At 04:15 ET (09:15 GMT), the Dollar Index, which tracks the greenback against a basket of six other currencies, traded largely unchanged at 103.007, not far from levels seen before Friday’s labor market release.
Initial claims for state unemployment benefits fell 17,000 to a seasonally adjusted 233,000 for the week ended Aug. 3, data showed on Thursday, the largest drop in about 11 months.
This helped allay fears that the U.S. economy was heading for a hard landing and that the Federal Reserve was behind the curve with its decision not to cut rates late last month.
“The abnormally large reaction to jobless claims figures yesterday was a testament to markets’ extremely elevated sensitivity to all sorts of indications on the US macro outlook right now,” said analysts at ING, in a now.
Attention will turn next week on the latest release of consumer prices, as traders look for more guidance towards the Fed’s likely future actions.
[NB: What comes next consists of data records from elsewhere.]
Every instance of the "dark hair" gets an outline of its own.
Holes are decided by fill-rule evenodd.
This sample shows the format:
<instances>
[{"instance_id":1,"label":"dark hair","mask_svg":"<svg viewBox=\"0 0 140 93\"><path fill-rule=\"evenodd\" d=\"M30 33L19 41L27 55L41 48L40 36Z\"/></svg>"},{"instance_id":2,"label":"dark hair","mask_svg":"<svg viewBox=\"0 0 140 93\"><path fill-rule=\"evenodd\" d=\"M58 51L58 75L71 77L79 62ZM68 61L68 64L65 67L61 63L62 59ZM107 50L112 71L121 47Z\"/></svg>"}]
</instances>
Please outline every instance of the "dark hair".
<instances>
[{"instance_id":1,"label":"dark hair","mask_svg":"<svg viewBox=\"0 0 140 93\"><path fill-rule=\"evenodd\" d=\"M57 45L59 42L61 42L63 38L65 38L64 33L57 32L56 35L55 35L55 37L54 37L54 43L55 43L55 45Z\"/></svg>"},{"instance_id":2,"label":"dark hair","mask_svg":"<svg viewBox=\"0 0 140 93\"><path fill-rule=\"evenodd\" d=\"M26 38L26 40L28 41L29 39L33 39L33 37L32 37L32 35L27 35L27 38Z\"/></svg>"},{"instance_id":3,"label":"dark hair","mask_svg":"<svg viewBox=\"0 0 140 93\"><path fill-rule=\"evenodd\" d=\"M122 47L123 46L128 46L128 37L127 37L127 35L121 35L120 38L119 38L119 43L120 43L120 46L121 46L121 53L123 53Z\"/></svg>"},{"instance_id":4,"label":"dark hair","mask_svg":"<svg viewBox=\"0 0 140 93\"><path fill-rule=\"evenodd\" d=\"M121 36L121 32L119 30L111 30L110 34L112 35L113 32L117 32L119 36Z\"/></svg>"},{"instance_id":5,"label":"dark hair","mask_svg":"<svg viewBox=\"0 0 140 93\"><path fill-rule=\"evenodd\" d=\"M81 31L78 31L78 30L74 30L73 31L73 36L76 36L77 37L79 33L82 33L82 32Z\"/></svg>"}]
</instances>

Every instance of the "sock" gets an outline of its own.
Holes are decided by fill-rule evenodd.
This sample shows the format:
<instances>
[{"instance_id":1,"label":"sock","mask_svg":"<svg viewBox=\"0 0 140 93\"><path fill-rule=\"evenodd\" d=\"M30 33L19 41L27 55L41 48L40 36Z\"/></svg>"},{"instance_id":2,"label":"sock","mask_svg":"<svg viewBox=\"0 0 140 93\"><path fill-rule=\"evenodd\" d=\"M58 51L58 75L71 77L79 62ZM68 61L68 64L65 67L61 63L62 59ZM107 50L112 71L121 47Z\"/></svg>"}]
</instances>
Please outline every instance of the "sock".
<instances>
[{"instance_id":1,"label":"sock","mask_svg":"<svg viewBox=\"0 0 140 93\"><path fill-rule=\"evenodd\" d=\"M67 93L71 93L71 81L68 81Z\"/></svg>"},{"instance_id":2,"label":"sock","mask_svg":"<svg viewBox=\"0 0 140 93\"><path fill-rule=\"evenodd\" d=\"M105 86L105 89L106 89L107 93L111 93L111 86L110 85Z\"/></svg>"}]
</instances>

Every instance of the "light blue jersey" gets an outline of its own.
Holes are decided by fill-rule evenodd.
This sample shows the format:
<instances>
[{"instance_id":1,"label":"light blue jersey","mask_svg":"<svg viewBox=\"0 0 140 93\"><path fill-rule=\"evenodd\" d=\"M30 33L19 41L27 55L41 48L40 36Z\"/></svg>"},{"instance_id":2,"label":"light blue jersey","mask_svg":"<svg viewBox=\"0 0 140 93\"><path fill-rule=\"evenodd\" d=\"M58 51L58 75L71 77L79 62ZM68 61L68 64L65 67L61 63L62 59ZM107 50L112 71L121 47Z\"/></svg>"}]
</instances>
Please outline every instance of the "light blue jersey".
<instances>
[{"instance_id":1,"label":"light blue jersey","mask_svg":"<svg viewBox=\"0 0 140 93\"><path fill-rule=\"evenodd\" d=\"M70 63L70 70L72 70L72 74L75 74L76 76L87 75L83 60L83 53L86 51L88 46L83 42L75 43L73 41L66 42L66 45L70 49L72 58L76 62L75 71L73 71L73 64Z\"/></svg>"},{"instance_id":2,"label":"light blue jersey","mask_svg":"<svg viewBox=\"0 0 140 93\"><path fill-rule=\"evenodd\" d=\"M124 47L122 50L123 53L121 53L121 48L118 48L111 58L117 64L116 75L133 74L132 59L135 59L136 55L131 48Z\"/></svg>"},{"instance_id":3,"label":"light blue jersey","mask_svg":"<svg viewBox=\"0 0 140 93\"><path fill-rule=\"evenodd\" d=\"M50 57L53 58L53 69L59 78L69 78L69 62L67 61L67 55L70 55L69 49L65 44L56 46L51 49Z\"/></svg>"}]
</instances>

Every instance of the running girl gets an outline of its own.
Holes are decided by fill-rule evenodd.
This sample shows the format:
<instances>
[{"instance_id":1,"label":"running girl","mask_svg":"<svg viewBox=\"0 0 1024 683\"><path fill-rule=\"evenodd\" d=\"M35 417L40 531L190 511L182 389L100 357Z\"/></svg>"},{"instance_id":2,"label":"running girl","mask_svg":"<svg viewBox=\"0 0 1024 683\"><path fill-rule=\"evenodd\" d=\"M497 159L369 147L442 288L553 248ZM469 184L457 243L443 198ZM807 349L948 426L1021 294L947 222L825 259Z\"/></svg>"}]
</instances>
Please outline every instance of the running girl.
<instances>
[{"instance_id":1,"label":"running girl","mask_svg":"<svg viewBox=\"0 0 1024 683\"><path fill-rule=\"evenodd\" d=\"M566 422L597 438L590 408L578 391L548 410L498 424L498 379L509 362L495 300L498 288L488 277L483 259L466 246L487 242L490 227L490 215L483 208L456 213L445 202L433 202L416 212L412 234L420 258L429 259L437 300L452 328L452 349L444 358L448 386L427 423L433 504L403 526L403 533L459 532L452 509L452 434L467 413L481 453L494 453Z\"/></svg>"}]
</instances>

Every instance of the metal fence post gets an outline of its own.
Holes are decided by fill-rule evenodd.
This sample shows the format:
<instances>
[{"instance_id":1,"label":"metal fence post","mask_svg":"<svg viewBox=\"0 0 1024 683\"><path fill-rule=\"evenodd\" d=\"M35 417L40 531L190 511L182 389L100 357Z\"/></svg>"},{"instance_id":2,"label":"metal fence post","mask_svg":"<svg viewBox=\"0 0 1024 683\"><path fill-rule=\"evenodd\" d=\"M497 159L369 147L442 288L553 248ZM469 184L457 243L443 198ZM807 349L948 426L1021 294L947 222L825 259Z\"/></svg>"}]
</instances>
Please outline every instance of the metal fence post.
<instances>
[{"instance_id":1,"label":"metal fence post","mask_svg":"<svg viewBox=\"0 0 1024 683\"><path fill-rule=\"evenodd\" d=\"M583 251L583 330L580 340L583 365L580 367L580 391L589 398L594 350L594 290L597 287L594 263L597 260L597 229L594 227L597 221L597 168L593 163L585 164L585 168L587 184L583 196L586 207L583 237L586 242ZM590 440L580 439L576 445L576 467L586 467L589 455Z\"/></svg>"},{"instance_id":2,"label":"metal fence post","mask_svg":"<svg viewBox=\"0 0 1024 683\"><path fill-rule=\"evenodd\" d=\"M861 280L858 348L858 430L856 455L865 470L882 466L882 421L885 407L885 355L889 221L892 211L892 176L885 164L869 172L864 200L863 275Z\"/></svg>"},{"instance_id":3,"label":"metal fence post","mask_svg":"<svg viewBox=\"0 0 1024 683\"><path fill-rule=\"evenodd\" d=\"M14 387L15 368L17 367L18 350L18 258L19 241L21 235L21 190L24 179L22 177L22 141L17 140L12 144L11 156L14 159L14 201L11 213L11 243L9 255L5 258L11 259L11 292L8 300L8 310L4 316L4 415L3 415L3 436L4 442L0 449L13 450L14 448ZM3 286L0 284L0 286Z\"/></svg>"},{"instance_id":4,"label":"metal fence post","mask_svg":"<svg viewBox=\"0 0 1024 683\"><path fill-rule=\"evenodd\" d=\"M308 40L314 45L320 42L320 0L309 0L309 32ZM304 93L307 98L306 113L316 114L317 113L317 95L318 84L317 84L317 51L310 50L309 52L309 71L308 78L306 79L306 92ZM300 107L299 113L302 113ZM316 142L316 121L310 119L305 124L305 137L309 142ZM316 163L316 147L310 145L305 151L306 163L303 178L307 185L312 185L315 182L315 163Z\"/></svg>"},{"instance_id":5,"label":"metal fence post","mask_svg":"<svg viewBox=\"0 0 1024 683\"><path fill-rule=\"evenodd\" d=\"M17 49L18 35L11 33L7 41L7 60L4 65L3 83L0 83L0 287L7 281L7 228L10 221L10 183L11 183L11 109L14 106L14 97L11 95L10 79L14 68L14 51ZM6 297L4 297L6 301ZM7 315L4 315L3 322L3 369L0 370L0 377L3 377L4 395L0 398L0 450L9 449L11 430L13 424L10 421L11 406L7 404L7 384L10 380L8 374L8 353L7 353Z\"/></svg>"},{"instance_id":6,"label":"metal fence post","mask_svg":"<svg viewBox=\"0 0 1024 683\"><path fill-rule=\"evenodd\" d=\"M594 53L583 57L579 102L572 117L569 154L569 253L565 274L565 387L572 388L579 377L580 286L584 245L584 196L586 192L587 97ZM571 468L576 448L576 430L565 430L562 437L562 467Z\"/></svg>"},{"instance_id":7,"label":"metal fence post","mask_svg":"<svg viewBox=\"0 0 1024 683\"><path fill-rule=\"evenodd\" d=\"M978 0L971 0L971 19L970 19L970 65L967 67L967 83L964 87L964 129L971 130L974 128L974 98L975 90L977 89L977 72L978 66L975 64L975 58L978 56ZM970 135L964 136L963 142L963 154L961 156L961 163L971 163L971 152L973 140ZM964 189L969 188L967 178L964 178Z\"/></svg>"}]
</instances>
“We can reasonably expect the market reaction to next week’s US core CPI numbers to be significant even for small (second decimal of a percentage point) deviations from the consensus 0.2% MoM,” added ING.
The odds of the Federal Reserve cutting interest rates by 50 basis points at its next policy meeting are currently just above 50%, according to the CME Group’s (NASDAQ:CME) FedWatch Tool, with a 25 basis point cut now seen as having a 46% probability.
In Europe, EUR/USD slipped slightly to 1.0917, having soared as high as 1.1009 for the first time since Jan. 2 at the start of the week.
The European Central Bank started cutting interest rates in June, and many expect the policymakers to agree to another reduction in September.
Italian EU-harmonised consumer prices fell 0.9% month-on-month in July and were up 1.6% from the year earlier, suggesting inflationary pressures were limited in the eurozone’s third-largest economy.
GBP/USD rose 0.2% to 1.2768, continuing the 0.5% rally overnight that yanked it back from a more than one-month low.
However, it remained on course for small losses this week, which would be a fourth straight week of declines.
In Asia, USD/JPY fell 0.1% to 147.20, but was trading well above lows of around 141.60 hit earlier in the week.
The yen’s turnabout came as BOJ officials said they would not hike interest rates during market volatility, tempering a hawkish message from the central bank during an end-July meeting.
But despite weakening this week, the yen was still sitting on stellar gains against the dollar over the past month, especially as the global carry trade began to unwind.
USD/CNY edged lower to 7.1739, with the yuan helped by data showing the Chinese consumer price index grew more than expected in July, while the producer price index inflation fell slightly less than expected.